Road Equivalent Tariff (RET) involves setting ferry fares on the basis of the cost of traveling an equivalent distance by road, including a fixed element to keep fares sustainable and cover fixed costs such as infrastructure. Transport Scotland commissioned a two-year evaluation of the impact of RET on the island of Arran. The evaluation was informed by a range of primary (i.e. ferry user, household, business and haulier surveys) and secondary (i.e. ferry operator and socio-economic data) research.

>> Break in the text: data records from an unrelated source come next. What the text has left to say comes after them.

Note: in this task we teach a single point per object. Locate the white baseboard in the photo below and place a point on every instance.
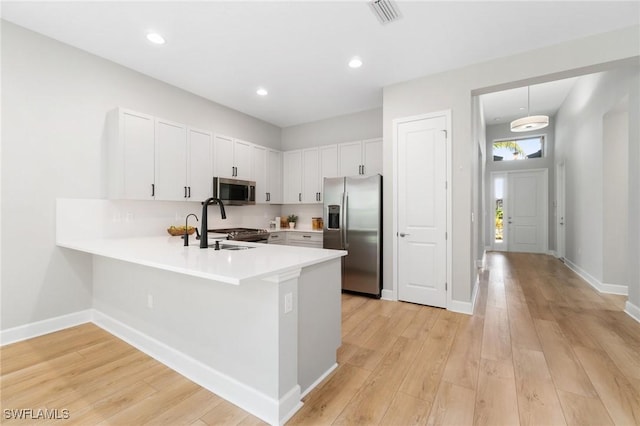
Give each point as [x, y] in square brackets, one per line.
[262, 406]
[320, 379]
[593, 282]
[388, 295]
[632, 310]
[39, 328]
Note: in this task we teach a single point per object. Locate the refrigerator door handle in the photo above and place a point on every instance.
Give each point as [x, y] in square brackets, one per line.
[345, 203]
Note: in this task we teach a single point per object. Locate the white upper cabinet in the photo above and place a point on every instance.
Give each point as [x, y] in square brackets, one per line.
[350, 158]
[267, 173]
[131, 155]
[232, 158]
[372, 156]
[152, 158]
[310, 174]
[274, 176]
[170, 161]
[292, 177]
[259, 167]
[360, 158]
[200, 168]
[328, 165]
[304, 172]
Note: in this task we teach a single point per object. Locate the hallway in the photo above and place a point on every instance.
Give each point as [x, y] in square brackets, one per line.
[543, 348]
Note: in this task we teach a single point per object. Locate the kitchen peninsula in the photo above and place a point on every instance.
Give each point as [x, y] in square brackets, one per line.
[259, 327]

RET has significantly increased resident ferry travel across all journey purposes. The demand for ferry services increased significantly, particularly car carryings. Arran was the first island in close proximity to the Central Belt in receipt of RET and has accordingly experienced a larger absolute impact than any other island previously receiving RET. The increase in demand has given rise to growing capacity issues on the Ardrossan-Brodick route. Increase in demand in part driven by step-change in scale of Arran tourism market with increase car traffic having a disproportionately positive effect on the remote/rural areas of Arran.
There is a widely held view amongst Arran residents that RET has been beneficial for the Arran economy, largely because of the positive impact in terms of tourism. There is also an overwhelmingly positive view amongst residents that RET has enhanced the social, cultural and economic opportunities on the island. Despite this, however, Arran residents responded that the quality of life has declined since the reduced fares were introduced, with congestion, negative environmental impacts and increased incidences of anti-social behaviour being cited.